Kelompok Kedua berargumentasi dengan hadits-hadits berikut:

1. Dari Abdullah bin Umar ra., dia berkata:

“Aku mendengar Rasulullah Saw. ketika ditanya tentang air yang ada di tanah lapang dan air yang suka didatangi oleh binatang buas dan hewan tunggangan, dia berkata: Rasulullah Saw. menjawab: “Jika air itu dua qullah maka tidak akan mengandung kotoran (najis).” (HR. Tirmidzi, Ahmad dan Abu Dawud)

Dalam hadits yang diriwayatkan Abu Dawud dituturkan dengan frase:

“Maka sesungguhnya air tersebut tidak najis.”

Dalam hadits yang diriwayatkan al-Hakim dan Ahmad dituturkan dengan frase:

“Air tersebut tidak dinajisi sesuatupun.”

Kami akan membahas derajat hadits ini kemudian.

2. Dari Abu Hurairah ra., bahwasanya Nabi Saw. bersabda:

“Jika salah seorang dari kalian bangun dari tidurnya, maka janganlah ia mencelupkan tangannya ke dalam bejana hingga ia mencuci tangannya tiga kali, karena dia tidak tahu di manakah tangannya itu berada di waktu malam.” (HR. Muslim, Ahmad, Abu Dawud, an-Nasai dan Tirmidzi)

Bukhari meriwayatkan hadits ini dengan tidak menyebutkan bilangan tiga kali.

3. Dari Abu Hurairah ra., bahwasanya Rasulullah Saw. bersabda:

“Jika anjing minum (air) dalam bejana salah satu dari kalian, maka hendaklah ia mencuci bejana itu tujuh kali.” (HR. Muslim, Bukhari, dan Ahmad)

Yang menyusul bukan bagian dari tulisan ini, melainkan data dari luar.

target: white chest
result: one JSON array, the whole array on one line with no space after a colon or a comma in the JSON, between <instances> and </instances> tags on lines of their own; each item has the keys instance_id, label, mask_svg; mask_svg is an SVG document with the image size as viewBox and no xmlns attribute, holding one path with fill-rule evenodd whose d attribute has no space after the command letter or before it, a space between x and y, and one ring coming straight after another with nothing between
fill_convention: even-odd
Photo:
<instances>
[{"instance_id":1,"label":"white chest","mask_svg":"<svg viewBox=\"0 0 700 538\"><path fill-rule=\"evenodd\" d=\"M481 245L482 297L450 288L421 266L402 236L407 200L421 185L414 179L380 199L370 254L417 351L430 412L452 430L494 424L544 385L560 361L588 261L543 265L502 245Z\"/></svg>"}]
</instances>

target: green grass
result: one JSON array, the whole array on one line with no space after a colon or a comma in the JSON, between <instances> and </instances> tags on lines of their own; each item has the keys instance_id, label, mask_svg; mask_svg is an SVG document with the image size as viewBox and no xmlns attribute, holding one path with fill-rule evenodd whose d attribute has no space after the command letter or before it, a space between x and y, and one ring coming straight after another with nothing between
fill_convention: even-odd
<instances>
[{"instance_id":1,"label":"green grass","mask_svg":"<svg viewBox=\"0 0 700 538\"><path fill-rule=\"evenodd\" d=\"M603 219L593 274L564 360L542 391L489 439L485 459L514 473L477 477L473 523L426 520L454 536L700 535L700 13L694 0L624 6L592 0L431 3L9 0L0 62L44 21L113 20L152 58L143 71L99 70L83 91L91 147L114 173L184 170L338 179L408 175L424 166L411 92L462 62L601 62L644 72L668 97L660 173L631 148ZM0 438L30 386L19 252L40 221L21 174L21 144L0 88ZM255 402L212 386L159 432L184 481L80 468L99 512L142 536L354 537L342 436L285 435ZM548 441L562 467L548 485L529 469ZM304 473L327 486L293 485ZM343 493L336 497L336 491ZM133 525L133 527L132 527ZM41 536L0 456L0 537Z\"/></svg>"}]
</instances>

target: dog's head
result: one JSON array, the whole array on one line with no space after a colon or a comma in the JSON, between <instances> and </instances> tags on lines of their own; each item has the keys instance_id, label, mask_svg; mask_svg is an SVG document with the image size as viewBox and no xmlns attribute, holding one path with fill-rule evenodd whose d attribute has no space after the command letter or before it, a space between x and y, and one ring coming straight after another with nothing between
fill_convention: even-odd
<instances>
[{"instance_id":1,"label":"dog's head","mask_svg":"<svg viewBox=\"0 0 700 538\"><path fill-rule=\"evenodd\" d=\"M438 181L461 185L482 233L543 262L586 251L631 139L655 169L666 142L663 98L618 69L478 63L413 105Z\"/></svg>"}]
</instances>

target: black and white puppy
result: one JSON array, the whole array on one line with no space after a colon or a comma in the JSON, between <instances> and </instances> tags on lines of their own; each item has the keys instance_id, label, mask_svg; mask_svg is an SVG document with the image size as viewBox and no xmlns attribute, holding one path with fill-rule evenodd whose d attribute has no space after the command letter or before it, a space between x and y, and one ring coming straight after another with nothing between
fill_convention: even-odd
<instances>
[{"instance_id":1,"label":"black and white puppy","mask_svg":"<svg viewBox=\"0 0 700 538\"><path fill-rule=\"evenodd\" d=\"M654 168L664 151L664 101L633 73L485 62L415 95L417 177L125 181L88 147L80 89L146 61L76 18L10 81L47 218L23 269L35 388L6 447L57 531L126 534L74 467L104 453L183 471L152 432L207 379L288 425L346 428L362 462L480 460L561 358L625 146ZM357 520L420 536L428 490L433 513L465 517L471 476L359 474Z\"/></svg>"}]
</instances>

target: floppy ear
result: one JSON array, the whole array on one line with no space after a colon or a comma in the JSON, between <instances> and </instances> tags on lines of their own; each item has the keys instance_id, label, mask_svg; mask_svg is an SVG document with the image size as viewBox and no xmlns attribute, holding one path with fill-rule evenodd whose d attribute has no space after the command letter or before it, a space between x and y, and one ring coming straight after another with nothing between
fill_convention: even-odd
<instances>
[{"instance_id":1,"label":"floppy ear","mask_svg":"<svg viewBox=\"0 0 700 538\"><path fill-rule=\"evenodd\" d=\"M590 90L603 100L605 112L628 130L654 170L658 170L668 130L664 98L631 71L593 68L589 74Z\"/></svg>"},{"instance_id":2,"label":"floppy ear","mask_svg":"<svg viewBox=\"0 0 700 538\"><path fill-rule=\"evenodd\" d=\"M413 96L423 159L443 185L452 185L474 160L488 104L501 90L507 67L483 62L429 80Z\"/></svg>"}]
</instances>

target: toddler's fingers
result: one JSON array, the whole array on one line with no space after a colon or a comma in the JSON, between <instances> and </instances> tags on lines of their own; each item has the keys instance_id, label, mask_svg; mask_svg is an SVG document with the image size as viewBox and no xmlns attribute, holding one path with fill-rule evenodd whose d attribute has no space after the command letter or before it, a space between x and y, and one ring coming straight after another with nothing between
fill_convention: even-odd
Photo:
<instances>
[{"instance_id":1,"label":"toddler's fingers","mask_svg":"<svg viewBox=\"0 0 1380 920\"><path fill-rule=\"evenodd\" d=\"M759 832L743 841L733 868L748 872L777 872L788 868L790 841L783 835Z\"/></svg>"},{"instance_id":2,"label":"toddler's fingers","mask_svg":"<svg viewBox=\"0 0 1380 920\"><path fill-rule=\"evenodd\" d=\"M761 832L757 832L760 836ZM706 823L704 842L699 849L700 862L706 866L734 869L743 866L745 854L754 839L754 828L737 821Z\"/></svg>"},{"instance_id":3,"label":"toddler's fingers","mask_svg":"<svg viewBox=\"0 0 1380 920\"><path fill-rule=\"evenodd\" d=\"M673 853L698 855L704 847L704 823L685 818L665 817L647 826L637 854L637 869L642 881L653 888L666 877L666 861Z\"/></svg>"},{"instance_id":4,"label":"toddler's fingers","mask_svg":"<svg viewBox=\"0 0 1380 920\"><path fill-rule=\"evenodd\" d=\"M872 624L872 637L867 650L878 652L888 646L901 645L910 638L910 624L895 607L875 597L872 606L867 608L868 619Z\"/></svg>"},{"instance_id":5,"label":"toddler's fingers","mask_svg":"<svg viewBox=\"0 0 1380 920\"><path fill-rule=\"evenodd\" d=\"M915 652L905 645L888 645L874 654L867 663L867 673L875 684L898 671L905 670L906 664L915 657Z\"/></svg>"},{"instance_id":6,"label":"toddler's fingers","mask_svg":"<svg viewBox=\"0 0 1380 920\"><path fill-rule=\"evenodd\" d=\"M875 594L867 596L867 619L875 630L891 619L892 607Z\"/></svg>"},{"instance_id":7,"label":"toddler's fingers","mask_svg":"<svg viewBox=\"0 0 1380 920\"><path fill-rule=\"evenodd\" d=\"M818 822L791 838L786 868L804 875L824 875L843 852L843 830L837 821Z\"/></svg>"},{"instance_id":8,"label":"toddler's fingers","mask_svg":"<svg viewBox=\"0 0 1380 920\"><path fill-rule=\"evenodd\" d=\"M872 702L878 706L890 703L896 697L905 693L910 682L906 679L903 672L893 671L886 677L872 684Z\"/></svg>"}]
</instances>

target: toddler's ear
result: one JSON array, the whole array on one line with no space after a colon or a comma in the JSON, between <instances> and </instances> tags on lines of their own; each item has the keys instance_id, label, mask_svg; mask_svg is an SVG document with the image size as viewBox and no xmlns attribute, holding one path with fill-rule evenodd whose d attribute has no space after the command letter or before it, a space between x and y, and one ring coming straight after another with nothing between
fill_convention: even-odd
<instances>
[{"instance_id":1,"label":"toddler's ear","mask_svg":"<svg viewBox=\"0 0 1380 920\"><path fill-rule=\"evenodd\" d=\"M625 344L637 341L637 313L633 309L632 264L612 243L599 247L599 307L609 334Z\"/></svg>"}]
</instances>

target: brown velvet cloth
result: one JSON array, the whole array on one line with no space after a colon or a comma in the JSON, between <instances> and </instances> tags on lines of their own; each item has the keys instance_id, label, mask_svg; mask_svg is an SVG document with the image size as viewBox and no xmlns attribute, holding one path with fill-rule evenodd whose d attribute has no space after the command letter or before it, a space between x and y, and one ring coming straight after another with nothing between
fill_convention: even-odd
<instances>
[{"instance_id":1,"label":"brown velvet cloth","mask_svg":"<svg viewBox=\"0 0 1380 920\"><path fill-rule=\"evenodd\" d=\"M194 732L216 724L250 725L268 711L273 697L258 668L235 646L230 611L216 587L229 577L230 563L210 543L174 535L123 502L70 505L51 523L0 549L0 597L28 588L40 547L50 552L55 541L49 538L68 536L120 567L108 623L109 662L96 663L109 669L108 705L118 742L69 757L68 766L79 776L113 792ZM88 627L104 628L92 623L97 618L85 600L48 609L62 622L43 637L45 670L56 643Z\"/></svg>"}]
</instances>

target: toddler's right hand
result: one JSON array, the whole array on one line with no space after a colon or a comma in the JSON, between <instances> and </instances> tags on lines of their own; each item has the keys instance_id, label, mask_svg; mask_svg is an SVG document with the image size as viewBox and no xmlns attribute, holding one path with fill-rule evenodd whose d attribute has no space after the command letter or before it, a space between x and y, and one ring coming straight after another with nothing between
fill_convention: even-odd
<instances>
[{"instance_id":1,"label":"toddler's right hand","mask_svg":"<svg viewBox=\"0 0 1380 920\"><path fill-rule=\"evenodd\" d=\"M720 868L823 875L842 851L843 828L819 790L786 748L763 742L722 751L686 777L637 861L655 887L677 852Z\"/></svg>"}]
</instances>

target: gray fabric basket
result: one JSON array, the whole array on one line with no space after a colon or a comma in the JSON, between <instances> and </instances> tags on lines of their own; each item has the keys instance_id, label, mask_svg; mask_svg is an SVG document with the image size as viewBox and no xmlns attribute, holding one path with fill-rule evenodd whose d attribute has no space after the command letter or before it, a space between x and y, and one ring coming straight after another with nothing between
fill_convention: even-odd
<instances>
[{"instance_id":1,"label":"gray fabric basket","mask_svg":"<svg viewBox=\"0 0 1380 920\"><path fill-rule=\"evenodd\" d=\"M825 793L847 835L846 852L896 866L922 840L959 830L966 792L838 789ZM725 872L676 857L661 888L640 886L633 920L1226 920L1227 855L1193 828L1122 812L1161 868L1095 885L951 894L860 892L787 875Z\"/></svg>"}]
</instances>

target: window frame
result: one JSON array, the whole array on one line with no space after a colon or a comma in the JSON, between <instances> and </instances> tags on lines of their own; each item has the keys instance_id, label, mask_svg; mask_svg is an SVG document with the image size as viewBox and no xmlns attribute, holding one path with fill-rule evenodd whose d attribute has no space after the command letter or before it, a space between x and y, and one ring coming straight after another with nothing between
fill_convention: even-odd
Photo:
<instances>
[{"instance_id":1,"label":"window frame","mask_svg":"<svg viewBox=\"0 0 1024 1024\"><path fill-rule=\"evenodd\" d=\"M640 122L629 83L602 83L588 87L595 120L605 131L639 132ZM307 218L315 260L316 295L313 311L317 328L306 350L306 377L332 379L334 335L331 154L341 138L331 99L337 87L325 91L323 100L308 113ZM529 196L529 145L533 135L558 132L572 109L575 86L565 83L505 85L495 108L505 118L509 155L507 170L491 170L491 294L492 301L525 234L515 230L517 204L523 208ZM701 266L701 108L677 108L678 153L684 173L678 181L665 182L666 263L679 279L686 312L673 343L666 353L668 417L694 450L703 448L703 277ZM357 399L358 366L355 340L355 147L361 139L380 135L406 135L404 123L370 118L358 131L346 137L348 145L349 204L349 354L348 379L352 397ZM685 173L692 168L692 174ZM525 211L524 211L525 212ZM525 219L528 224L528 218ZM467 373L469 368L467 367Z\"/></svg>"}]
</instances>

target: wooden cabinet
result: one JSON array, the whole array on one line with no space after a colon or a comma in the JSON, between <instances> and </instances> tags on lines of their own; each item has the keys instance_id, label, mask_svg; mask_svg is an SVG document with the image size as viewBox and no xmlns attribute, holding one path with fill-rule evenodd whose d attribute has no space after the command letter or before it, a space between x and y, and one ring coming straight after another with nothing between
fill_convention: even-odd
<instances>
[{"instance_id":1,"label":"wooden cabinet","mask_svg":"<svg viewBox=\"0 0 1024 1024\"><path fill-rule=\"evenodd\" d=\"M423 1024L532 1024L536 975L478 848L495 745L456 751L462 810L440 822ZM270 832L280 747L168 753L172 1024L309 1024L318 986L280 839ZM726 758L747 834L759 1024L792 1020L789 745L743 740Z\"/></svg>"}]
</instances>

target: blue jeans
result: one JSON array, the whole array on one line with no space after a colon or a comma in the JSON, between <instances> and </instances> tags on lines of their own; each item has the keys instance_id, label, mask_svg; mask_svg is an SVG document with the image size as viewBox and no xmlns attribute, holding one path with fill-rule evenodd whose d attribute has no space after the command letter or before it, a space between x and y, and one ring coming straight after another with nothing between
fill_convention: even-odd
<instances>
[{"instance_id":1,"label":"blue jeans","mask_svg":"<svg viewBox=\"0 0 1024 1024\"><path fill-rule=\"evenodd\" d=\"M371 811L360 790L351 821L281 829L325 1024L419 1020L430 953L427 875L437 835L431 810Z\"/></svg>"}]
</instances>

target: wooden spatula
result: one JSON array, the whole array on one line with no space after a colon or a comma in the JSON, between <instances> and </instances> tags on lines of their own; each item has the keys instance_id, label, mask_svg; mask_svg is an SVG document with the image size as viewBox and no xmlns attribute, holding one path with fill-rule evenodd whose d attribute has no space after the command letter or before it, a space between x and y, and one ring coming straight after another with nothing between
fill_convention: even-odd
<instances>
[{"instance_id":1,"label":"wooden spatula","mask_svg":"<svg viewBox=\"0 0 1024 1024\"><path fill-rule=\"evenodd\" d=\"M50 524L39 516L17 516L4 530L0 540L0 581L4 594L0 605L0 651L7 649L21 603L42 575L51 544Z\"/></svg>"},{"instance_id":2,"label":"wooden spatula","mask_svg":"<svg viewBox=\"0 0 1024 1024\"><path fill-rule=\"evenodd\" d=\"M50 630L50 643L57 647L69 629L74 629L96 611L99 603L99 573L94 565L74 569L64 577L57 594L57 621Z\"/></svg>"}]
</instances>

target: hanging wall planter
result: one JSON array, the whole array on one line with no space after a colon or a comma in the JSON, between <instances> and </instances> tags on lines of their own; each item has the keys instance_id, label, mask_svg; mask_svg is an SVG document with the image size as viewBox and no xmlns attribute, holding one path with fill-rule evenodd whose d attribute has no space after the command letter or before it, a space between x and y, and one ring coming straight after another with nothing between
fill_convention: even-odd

Dalam salah satu hadits yang diriwayatkan Muslim:

“Cara mensucikan bejana salah seorang dari kalian jika dijilat oleh anjing, adalah hendaknya dia mencuci bejana itu tujuh kali, yang pertama kali dengan tanah.”

Ketika hadits yang pertama menetapkan batasan dua qullah, ini menunjukan bahwa air yang kurang dari dua qullah itu bisa menjadi najis. Sebab, seandainya hukum air yang dua qullah itu sama dengan yang kurang dari dua qullah niscaya penetapan batasan dua qullah itu tidak berarti sama sekali.
Mereka mengomentari hadits kedua, bahwa seandainya hadits tersebut tidak menghasilkan pengertian larangan niscaya Rasulullah Saw. tidak akan melarangnya.
Dan terkait hadits ketiga, mereka berkata: Rasulullah Saw. memerintahkan mencuci bejana dan menumpahkan sisa airnya ketika bejana tersebut dijilat oleh anjing. Beliau Saw. tidak membedakan antara air yang berubah dengan yang tidak berubah, padahal dhahirnya tidak berubah.
Mereka menolak hadits Abu Umamah yang diriwayatkan Ibnu Majah dan selainnya karena hadits tersebut dhaif.
Kedua kelompok tersebut mengutip alasan-alasan lain, mereka mengatakan ungkapan yang lain yang berbeda dengan ungkapan yang pertama yang akan kami tunjukkan dalam pembahasan berikutnya dengan ijin Allah.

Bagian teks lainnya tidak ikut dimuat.